Currently obsessing over Kaveh and Alhaitham's core disagreement on epistemological question of what truth and knowledge is. The way I read their character stories, Alhaitham believes that the truth exists on a pure level in the world around us, and that language and cultural assumptions hinder researchers from seeing that truth for what it is. That's why he keeps to himself, using his sharp mind to earnestly research his topics of interest with the sole motivation of finding a truth that is untainted by such external factors. Kaveh, on the other hand, rejects the concept of an objective truth, believing that knowledge cannot exist without a subject, and that postulating an objective truth is to willfully disguise the subject, the researcher. True wisdom, Kaveh believes, can only exist intersubjectively, when enough people come together to find that truth and agree on it. This fundamental difference was what precipitated their fallout.

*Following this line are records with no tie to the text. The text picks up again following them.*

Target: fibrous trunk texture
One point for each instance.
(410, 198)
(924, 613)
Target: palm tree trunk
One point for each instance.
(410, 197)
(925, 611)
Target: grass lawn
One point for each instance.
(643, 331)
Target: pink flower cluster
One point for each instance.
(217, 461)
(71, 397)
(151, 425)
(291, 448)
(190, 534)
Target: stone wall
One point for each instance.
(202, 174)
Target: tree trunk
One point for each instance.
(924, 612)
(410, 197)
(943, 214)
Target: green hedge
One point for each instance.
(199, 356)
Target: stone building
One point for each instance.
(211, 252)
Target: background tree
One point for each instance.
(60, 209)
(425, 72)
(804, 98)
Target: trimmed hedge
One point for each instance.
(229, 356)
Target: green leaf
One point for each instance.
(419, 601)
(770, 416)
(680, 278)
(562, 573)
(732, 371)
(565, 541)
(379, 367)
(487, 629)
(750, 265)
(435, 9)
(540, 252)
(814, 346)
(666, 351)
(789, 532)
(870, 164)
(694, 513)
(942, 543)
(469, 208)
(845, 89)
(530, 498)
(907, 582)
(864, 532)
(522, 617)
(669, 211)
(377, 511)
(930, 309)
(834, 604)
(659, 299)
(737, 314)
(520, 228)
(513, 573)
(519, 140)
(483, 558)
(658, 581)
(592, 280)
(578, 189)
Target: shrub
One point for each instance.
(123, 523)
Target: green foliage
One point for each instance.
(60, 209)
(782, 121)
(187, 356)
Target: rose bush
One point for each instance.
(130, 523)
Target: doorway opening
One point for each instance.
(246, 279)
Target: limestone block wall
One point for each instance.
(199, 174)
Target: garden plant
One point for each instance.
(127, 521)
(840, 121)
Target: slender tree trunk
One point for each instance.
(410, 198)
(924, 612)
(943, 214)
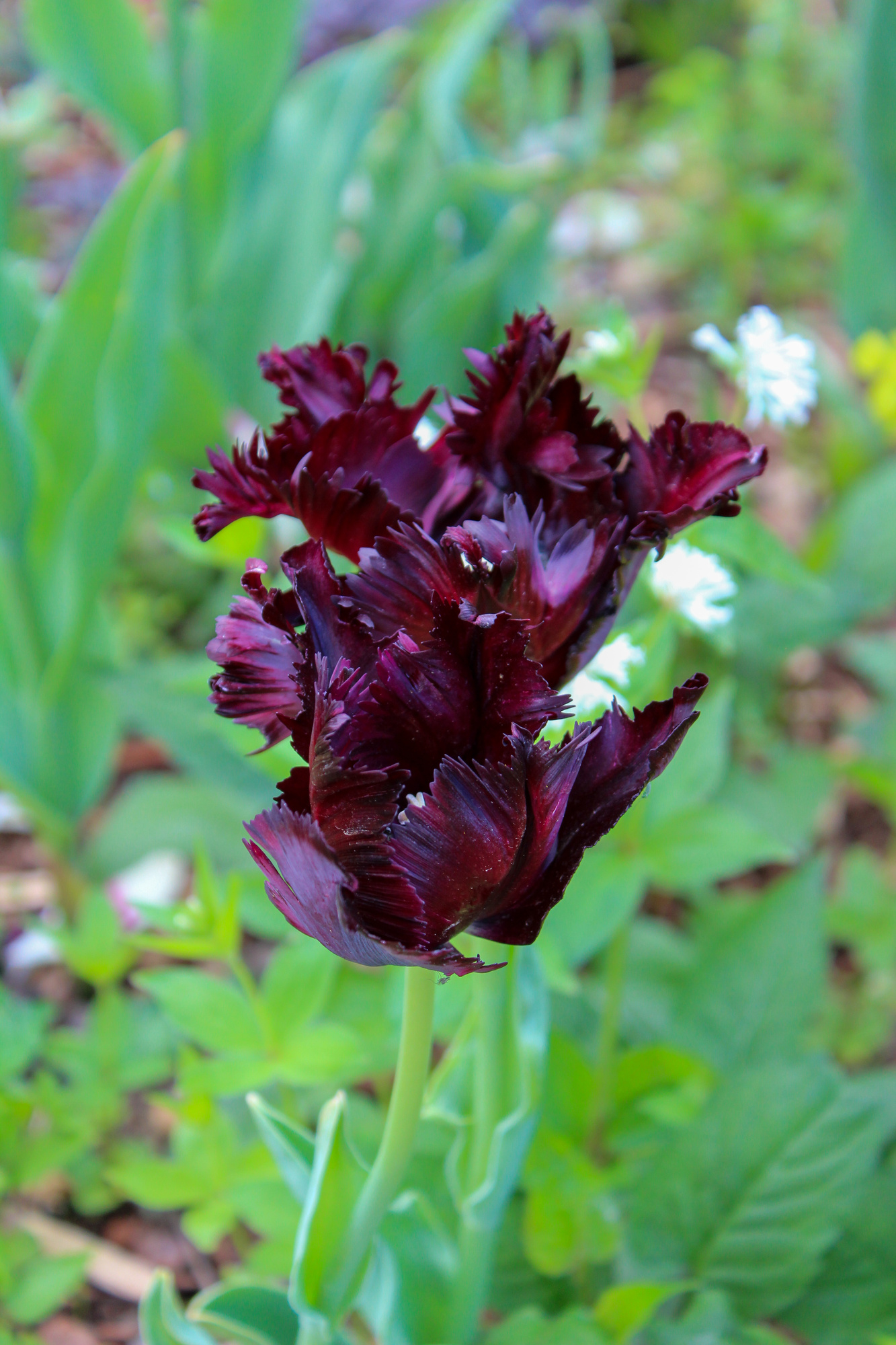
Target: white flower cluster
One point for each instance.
(694, 583)
(776, 372)
(591, 689)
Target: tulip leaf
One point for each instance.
(287, 270)
(103, 53)
(291, 1147)
(447, 73)
(624, 1309)
(335, 1183)
(520, 999)
(257, 1315)
(853, 1297)
(212, 1012)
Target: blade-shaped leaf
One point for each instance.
(257, 1315)
(101, 52)
(291, 1147)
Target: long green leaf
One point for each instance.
(282, 264)
(60, 385)
(239, 60)
(101, 50)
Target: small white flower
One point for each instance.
(30, 950)
(603, 344)
(693, 583)
(425, 434)
(11, 816)
(776, 372)
(158, 880)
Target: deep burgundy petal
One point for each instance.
(685, 471)
(318, 381)
(459, 695)
(551, 777)
(526, 430)
(249, 484)
(397, 582)
(331, 631)
(620, 759)
(463, 843)
(507, 410)
(563, 592)
(261, 664)
(306, 883)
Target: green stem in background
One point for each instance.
(397, 1141)
(477, 1241)
(608, 1038)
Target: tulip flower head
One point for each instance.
(491, 559)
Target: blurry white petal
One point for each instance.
(33, 949)
(615, 660)
(710, 341)
(11, 816)
(158, 880)
(776, 372)
(693, 583)
(427, 432)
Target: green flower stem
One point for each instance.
(477, 1241)
(397, 1141)
(608, 1038)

When Nahida says that Kaveh is the person who understands best what it means for Sumeru to be a Nation of Wisdom, I believe this is what she's talking about; for there to be a Nation of Wisdom, it's not enough for one brilliant researcher to take home there. Their wisdom will die with them. But if you cultivate an interpersonal endeavor for knowledge, you will get a nation of truthseekers, and the wisdom that is accumulated will transcend the lifespans of the individual humans that contributed to its discovery. The heartbreaking part is that this very understanding is what drives Kaveh to overexert himself to prove the merits of his ideas to the rest of the world, because he's hopelessly trying to cultivate intersubjective understanding in a nation where very few have such an honest desire to cultivate wisdom, preferring to have knowledge fed to them through the Akasha just to graduate and move up in the social hierarchy.
The only person who truly engages in such an intersubjective back-and-forth with Kaveh, is Alhaitham.